Anne Macky


Anne Macky was an Australian composer, pianist, occultist, student of and coauthor with Aleister Crowley of the influential Crowleian book on Thelema magick, Magick Without Tears .

Music

Macky established the People's Conservatorium in 1917 in Melbourne and managed it until she emigrated to England in 1932. While in England, Macky studied composition with the composer and teacher Arthur Willner. After returning to Australia in 1946, she composed numerous works that were regularly performed in Melbourne, and occasionally broadcast on Australian radio.

Anthroposophy

In 1922, Macky became committed to Anthroposophy as a result of hearing lectures given by Rudolf Steiner at the Oxford Conference. Macky established, together with the Italian artist Ernesto Genoni, regular Anthroposophy meetings in Melbourne from 1928 and they founded the Michael Group, a branch of the Anthroposophical Society in Melbourne in 1932.

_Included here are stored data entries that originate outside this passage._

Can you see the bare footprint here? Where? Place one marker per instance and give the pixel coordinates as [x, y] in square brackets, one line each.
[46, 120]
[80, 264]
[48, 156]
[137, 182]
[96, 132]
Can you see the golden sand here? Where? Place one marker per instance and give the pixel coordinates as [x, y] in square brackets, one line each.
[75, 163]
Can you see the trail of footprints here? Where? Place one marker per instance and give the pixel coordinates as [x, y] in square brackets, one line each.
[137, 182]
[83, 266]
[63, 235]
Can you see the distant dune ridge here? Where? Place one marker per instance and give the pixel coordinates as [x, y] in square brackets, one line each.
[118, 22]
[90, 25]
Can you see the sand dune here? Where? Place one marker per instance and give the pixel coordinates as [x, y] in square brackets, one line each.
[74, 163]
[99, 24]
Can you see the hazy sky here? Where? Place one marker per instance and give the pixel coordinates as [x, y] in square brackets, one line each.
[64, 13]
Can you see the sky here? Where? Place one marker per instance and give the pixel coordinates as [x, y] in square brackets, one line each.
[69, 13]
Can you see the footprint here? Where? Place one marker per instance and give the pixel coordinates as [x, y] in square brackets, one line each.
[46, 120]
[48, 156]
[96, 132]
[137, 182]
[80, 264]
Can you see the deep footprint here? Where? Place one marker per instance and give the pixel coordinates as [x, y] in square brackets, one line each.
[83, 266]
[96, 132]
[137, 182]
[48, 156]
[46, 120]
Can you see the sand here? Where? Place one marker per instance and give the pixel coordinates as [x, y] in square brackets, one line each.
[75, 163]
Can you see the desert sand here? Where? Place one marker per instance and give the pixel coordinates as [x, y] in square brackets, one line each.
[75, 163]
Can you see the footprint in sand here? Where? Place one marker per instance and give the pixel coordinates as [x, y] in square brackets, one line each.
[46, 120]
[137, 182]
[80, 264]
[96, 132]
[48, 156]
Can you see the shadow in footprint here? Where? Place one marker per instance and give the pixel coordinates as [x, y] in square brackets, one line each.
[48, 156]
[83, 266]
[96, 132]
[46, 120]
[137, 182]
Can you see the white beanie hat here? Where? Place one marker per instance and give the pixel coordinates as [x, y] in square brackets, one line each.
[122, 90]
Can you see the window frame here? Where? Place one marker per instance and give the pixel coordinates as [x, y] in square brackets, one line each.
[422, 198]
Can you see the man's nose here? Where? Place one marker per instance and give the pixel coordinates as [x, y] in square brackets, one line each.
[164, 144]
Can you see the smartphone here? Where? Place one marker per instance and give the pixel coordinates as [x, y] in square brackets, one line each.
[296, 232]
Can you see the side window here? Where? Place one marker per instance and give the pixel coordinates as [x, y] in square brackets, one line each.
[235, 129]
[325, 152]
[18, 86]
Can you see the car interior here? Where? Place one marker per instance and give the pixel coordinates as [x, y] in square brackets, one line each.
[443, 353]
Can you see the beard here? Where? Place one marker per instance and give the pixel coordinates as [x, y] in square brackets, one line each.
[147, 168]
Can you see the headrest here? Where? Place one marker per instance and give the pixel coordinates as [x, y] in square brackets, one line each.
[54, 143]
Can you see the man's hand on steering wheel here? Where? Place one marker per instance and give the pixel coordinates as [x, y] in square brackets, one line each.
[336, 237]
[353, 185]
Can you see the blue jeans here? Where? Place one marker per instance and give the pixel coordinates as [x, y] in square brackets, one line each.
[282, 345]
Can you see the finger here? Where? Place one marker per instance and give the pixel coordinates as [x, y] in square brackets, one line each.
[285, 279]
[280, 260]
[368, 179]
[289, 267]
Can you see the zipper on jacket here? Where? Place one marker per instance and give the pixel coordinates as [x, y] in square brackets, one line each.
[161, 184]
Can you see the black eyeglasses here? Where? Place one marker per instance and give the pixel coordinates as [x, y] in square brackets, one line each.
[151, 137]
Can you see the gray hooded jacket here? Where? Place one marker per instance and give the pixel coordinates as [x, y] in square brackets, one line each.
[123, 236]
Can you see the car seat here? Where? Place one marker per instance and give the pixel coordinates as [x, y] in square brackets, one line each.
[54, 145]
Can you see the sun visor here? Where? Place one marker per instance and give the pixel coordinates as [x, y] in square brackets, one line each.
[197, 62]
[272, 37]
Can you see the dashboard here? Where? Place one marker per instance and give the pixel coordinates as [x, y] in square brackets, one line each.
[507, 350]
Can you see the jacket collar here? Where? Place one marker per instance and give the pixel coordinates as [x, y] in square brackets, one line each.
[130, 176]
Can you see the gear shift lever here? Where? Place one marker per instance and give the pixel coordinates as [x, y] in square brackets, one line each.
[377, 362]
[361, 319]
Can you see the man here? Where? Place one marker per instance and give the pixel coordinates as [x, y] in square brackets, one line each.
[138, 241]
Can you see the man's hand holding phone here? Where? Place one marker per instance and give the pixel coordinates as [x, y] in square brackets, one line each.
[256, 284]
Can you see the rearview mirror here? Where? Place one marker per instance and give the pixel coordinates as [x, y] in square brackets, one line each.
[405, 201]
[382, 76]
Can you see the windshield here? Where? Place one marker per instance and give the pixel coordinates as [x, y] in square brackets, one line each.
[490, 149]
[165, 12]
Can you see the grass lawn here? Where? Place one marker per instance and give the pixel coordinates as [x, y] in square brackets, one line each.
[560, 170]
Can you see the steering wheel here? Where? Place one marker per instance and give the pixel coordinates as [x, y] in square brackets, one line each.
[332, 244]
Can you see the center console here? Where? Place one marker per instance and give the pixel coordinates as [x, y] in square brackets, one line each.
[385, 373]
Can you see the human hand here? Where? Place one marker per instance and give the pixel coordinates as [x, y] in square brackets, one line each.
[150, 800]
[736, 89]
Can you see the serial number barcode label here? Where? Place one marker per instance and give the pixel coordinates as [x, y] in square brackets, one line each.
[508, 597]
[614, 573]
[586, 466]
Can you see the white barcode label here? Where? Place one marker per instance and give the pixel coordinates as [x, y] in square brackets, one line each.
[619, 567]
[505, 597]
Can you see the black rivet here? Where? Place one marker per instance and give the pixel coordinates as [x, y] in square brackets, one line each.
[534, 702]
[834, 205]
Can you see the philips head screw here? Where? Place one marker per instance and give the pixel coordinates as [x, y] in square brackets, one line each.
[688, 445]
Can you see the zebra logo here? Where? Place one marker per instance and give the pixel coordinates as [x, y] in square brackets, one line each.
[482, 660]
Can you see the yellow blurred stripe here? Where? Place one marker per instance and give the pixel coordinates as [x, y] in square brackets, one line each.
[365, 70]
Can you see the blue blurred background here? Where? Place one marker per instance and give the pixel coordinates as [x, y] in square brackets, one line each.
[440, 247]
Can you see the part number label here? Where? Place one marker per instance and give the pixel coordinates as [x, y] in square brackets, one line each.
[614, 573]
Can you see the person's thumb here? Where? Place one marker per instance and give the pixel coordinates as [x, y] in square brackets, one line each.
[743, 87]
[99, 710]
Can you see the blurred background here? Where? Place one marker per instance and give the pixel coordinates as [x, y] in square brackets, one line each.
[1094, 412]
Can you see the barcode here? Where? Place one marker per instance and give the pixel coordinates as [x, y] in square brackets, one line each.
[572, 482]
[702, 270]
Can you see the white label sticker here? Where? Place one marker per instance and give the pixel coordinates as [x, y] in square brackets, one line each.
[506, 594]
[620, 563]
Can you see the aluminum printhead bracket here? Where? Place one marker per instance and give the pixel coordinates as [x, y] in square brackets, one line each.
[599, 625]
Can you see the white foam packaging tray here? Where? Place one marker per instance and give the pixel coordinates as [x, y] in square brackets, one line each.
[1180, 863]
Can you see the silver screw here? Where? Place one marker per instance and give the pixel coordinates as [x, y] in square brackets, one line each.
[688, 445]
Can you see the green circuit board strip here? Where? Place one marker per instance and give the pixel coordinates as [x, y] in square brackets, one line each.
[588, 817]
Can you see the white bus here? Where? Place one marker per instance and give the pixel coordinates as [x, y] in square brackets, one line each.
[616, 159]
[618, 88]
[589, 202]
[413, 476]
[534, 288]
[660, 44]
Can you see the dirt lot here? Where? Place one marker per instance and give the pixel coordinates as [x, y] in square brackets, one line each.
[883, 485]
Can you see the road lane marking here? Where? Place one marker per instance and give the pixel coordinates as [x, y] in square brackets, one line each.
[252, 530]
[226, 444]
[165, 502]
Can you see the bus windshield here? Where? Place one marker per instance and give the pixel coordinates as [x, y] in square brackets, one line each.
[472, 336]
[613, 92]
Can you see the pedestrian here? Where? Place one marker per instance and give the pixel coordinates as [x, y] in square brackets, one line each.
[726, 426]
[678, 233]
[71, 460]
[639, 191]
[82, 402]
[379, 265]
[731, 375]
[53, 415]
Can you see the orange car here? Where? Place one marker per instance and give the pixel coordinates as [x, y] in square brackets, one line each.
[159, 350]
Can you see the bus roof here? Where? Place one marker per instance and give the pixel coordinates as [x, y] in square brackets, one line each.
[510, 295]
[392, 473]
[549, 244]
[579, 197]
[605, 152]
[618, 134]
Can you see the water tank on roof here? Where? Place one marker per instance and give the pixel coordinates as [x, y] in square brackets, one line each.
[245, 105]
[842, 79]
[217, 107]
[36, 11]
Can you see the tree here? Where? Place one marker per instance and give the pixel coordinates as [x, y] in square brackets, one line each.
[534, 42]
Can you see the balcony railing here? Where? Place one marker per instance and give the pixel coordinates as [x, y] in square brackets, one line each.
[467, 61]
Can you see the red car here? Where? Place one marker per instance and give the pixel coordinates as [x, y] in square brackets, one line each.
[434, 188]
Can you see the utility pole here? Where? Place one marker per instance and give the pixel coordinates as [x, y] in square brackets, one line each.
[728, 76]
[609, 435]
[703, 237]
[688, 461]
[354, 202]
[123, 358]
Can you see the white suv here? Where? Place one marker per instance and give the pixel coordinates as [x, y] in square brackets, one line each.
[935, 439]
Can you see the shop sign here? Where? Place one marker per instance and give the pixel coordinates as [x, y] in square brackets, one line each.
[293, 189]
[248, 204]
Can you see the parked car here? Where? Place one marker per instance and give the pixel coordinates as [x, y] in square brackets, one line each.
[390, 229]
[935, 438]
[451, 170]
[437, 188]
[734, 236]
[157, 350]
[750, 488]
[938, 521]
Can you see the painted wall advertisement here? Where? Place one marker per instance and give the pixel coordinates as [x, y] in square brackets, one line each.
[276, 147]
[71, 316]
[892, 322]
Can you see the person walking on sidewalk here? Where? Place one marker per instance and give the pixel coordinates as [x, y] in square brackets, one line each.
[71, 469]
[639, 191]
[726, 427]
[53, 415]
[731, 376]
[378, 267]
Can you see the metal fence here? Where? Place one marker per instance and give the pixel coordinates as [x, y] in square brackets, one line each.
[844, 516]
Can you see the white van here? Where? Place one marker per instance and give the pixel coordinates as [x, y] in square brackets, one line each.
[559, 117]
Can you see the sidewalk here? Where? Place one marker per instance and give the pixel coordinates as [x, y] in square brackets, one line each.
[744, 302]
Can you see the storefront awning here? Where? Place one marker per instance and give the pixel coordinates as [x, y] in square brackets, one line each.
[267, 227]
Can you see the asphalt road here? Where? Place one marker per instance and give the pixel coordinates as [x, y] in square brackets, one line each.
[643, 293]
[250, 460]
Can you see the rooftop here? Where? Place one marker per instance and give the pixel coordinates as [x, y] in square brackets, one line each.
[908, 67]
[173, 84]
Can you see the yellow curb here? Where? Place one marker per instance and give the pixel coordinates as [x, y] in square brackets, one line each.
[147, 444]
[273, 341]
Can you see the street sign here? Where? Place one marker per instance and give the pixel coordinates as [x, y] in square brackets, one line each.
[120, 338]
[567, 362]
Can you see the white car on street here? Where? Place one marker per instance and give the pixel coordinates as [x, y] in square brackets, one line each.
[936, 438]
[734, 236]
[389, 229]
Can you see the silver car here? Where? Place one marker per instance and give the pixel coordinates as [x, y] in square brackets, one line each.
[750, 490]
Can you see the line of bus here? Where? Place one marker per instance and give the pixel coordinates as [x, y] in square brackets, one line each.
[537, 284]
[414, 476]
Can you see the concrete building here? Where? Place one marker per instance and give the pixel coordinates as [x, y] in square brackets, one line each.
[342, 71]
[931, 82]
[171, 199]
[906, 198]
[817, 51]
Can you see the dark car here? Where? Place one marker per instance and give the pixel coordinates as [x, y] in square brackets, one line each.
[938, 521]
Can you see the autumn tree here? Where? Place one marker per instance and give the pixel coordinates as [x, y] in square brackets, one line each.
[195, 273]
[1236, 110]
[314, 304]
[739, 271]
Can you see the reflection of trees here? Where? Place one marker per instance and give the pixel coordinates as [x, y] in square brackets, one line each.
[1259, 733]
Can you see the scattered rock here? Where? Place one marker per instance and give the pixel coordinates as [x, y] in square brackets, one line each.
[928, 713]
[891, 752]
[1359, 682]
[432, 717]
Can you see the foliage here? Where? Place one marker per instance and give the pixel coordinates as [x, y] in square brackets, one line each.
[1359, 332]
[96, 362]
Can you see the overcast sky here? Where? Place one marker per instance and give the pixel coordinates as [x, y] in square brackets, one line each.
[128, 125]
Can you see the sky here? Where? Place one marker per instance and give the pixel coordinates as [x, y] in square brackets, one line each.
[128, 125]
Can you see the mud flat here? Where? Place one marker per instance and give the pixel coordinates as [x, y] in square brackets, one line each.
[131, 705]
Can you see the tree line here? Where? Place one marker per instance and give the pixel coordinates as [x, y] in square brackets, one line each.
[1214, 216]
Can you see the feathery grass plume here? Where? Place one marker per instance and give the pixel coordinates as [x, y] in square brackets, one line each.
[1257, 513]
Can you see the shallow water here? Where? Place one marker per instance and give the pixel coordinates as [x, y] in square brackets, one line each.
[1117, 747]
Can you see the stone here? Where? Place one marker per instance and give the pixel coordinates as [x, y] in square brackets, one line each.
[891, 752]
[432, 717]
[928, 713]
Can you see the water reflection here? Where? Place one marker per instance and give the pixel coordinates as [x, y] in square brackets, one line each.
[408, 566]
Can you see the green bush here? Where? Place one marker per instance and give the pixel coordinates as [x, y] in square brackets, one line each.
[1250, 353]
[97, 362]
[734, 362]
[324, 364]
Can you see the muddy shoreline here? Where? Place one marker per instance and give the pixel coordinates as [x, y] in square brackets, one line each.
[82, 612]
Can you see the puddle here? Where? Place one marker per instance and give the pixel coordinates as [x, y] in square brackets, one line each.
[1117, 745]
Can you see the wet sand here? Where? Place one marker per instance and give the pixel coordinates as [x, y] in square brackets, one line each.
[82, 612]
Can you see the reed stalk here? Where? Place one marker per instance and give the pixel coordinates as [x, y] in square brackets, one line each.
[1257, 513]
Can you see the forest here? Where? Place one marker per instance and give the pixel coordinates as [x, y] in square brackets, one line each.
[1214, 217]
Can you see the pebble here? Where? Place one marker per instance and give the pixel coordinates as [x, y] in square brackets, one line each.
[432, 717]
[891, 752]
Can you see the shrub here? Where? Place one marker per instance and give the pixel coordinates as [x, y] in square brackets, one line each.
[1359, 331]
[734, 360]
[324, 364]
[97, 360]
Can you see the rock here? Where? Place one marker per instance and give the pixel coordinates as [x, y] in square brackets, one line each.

Collaboration with Aleister Crowley

Crowley's Magick Without Tears was begun in 1943 and consists of Crowley's answers to questions from "an unnamed female pupil", referred to in the magical literature as The Unknow Soror. The primary correspondent was Anne Macky, whose A∴ A∴ motto was Fiat Yod.
On 17 August she informed him in a letter that her motto was in fact Fiat and the letter four, which is Yod, producing Soror "Fiat Yod",. It's interesting that the motto he came up with for her and the one she discovered on her own have the exact same numeration. Crowley accepted Fiat Yod as her motto and she is often referenced by a simple "FY" in his journals from that point on.
In late June 1943, Anne Macky's correspondence with Aleister Crowley shows they discussed magick and a certain Rite. From the information in his journals we can say she was undoubtedly a member of the A∴A∴ and was interested in joining the O.T.O. He sent her O.T.O contact information for people who would initiate her into the order. She inquired further requesting more personal information about these members and he responded by telling her that the Path is an individual one, that the O.T.O. was not a social organization.
In his journals Crowley states that he struck a bargain with Anne Macky. He paid her the sum of 20 pounds on 26 October 1943. She was to write 50 letters with questions for him to answer and they would eventually be put into a book, Magick Without Tears. She accepted, and by 10 November of that same year he was working on responding to her eighth letter.
At times they argued over the content of the letters and money. Eventually she also requested a copy of the completed book as payment. By 16 November he began referring to Anne as "Mrs Mother Murrmbidgee". Yet he visited him in person again just two days later and she brought with her a "lovely spray of orchids, white, yellow and purple" and he made comments about the "8 and 90 rules of art".
Thirty letters between Aleister Crowley and Anne Macky were set up for auction. In one of those letters Crowley said to Anne Macky "…I find a whole lot of thoughts in your mind which were not explicitly stated in so many words, and all the deeper and more important for that. I really do have to thank you most heartily – you have given me such a shaking up…"
"I am arranging to send you the official papers connected to the O.T.O. but the idea that you should meet other members first is quite impossible. Even after affiliation, you would not meet anyone unless it were necessary for you to work in cooperation with them. I am afraid you have still got the idea that the Great Work is a tea-party. Contact with other students only means that you criticize their hats, and then their morals; and I am not going to encourage this. Your work is not anybody else’s; and undirected chatter is the worst poisonous element in a humane society"-Aleister Crowley, Magick Without Tears.
"One thing is certain, it is safe to say that the “Unknown Soror” mentioned by Karl Germer in his introduction to Magick Without Tears, undoubtedly now has a name, and she is Anne Macky, Soror Fiat Yod."